After I posted the above photo to Instagram, my dear Emily commented, “…driving to the core.”

Yes, that’s what I did. I drove right to core. I drove it home. I drove myself straight to love.

Loving the World All Over Again

love1It came to my attention after my last blog post that my friends really believe in love, and they believe in the possibility of love for me even more than I do for myself. It’s not that I don’t believe in love or haven’t kept my eyes open for it, but I’ve gotten used to being content by myself, for myself, with myself.

Some of the friends who gave me public and private shout outs are deeply in love themselves, and others are on the blade side of searching. Some know this love thing firsthand and want me to have something similar, and others, like me, are on the serrated edge of (still) believing (still….) in the possibility of a thing that feels more like herding cats than cuddling on the sofa with one.

These friends said “Happy for you!” and “Cheers , Mario and Jaime!” They said “perfection,” “Thanks for the inspiration,” and “Worth the long wait.” One sent an essay about a deep love that didn’t last forever, and I appreciated that too because it’s good to prepare for everything.

I’m trying to be realistic here, but I’m also not trying to blow it or coerce something innocent into failure.

I’m struggling to simply stay present.

“Worth the long wait” confused me. Did she mean worth the long wait for the blog post, for love to arrive, or for me to finally soften to allow some love into my life? It’s hard to say, but likely it was some of each.
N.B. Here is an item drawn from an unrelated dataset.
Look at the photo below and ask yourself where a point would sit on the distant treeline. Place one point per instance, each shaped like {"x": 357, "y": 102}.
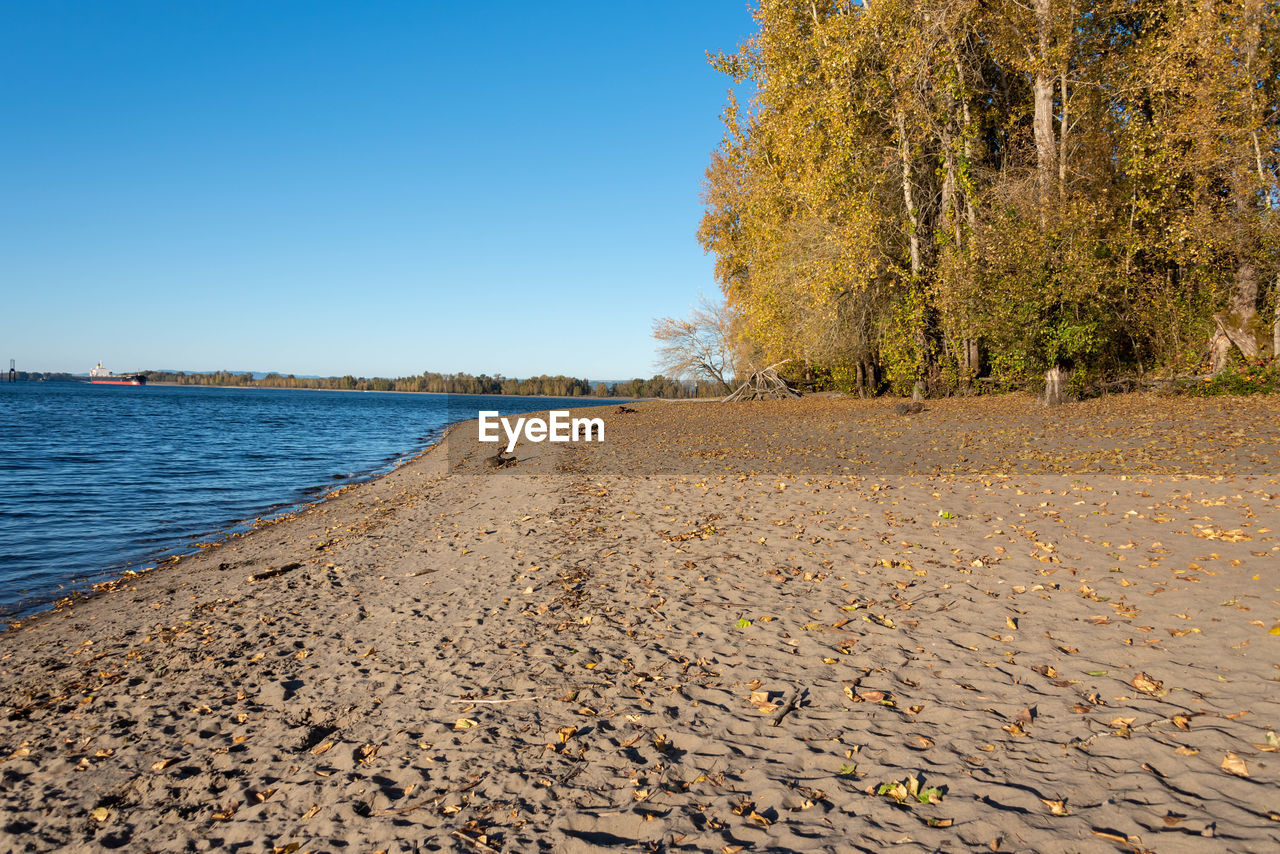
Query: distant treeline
{"x": 452, "y": 384}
Friends congratulated me on something hot-off-the-press brand new, something it was technically premature for me to share— but I couldn’t help myself. What I was experiencing felt so solid and secure—yet simple—that I couldn’t help but say, “I’m choosing love. I’m making a statement about what I want.”

I’ve been busy being independent, capable, and strong. I’ve been busy making plans for myself outside of a relationship because inside my last two relationships I lost my direction. In the wake of my last heartbreak I made a conscious decision to not allow the dissolution of self to happen again, but I’d also made that decision in the previous breakup so I wasn’t confident in my sketchy track record.
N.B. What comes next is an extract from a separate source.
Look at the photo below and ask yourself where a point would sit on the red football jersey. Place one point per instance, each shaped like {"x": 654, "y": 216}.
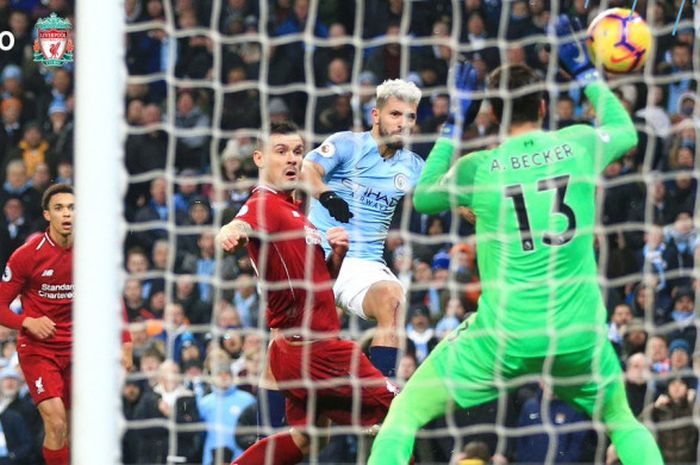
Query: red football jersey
{"x": 41, "y": 273}
{"x": 296, "y": 284}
The line between protection and building impenetrable walls is as fine as lines come.

It’s not to say my last two relationships were bad—because in a lot of ways they were so good, and just exactly what I needed at the time—but in both I focused on the needs of my partners and neglected my own. As one of my friends said, in the midst of both, “You’re acting like someone you wouldn’t tolerate.” I love when friends are so spot on, and when they are astute enough to assess a situation and know when and how to deliver the truth not so it stings but so it guides away from inertia, the goddess of thwarted progress.
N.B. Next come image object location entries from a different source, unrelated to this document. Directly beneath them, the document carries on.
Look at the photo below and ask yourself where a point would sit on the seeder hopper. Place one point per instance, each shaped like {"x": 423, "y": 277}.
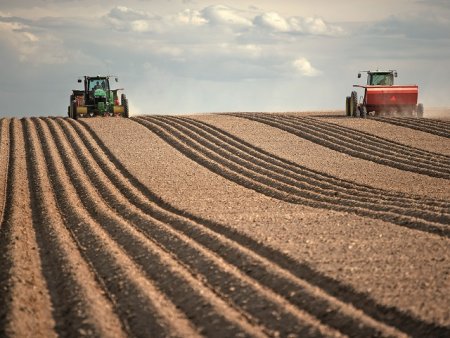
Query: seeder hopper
{"x": 382, "y": 97}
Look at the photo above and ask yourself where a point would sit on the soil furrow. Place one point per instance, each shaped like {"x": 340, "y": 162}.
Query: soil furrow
{"x": 310, "y": 176}
{"x": 375, "y": 142}
{"x": 435, "y": 127}
{"x": 264, "y": 305}
{"x": 25, "y": 302}
{"x": 201, "y": 306}
{"x": 256, "y": 181}
{"x": 4, "y": 163}
{"x": 240, "y": 294}
{"x": 287, "y": 173}
{"x": 389, "y": 315}
{"x": 348, "y": 148}
{"x": 140, "y": 306}
{"x": 368, "y": 143}
{"x": 78, "y": 302}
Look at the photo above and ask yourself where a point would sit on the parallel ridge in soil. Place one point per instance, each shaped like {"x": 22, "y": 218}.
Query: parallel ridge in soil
{"x": 255, "y": 169}
{"x": 118, "y": 261}
{"x": 358, "y": 144}
{"x": 431, "y": 126}
{"x": 4, "y": 156}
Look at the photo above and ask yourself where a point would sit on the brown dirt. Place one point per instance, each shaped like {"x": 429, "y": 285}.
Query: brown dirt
{"x": 216, "y": 225}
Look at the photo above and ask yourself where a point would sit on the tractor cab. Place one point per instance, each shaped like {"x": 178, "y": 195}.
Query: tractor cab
{"x": 379, "y": 78}
{"x": 382, "y": 96}
{"x": 97, "y": 99}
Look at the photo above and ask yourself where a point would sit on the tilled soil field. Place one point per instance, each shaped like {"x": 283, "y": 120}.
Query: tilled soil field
{"x": 224, "y": 225}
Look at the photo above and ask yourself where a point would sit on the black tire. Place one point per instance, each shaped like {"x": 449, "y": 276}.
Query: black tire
{"x": 363, "y": 111}
{"x": 74, "y": 111}
{"x": 124, "y": 102}
{"x": 347, "y": 106}
{"x": 420, "y": 110}
{"x": 354, "y": 104}
{"x": 69, "y": 111}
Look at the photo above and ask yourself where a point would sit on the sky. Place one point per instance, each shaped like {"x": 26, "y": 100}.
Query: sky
{"x": 192, "y": 56}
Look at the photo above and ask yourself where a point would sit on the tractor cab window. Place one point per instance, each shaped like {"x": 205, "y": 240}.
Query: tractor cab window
{"x": 95, "y": 84}
{"x": 381, "y": 79}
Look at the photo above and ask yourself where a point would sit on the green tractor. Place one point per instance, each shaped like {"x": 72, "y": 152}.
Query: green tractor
{"x": 97, "y": 99}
It’s natural to lose yourself in something you love. I’ve seen my friends lose themselves not only in romantic relationships, but also in their children, their work, their remodeling projects. We become unrecognizable to each other and sometimes even to ourselves. When the mirrors show up it can be hard to look so we look away, sometimes we even say “I don’t know what you’re talking about” and sometimes we say “I don’t know who you are,” but what we mean is, “Where did I go?”

I went to a palm reader once in a shopping center next to the spa I worked at. I drove to work that morning in San Francisco rush-hour traffic with a gut feeling that my first appointment wouldn’t show, and I said that if she didn’t I’d go next door and have my palm read.

I had a lot of questions about my current relationship which was filled to the brim with love, but complicated by the fact that my partner’s life contained a myriad of moving parts and I always had one foot out the door. The reader asked me to close my eyes and picture myself with my boyfriend.

We were standing in the Marin Headlands with the Golden Gate bridge as the backdrop. It was one of those days with weather so perfect you want to cry, and I nearly was crying in that photo in my mind—a replica of one we took in real life—because I knew as well as he did that what was captured with the lens wasn’t actually real. Or was it?

I had that picture in my head, as the palm reader held my exposed, naked palm and asked me to just focus on it and see what happened. It didn’t take long before the photo pixilated and I began to dissolve from the top down. First my brain, then my eyes, mouth, throat and heart, fairly slowly at first, then quicker as the momentum of my disappearing built speed. In the end I went as quickly as a stepped upon sand castle.

We think it’s the wave we need to look out for when in reality it’s the loss of balance and a misplaced foot.

In those things in which we lose ourselves it’s just as possible to find ourselves though the process can be a bit longer. Losing oneself and finding oneself aren’t the same, though one often leads to the other.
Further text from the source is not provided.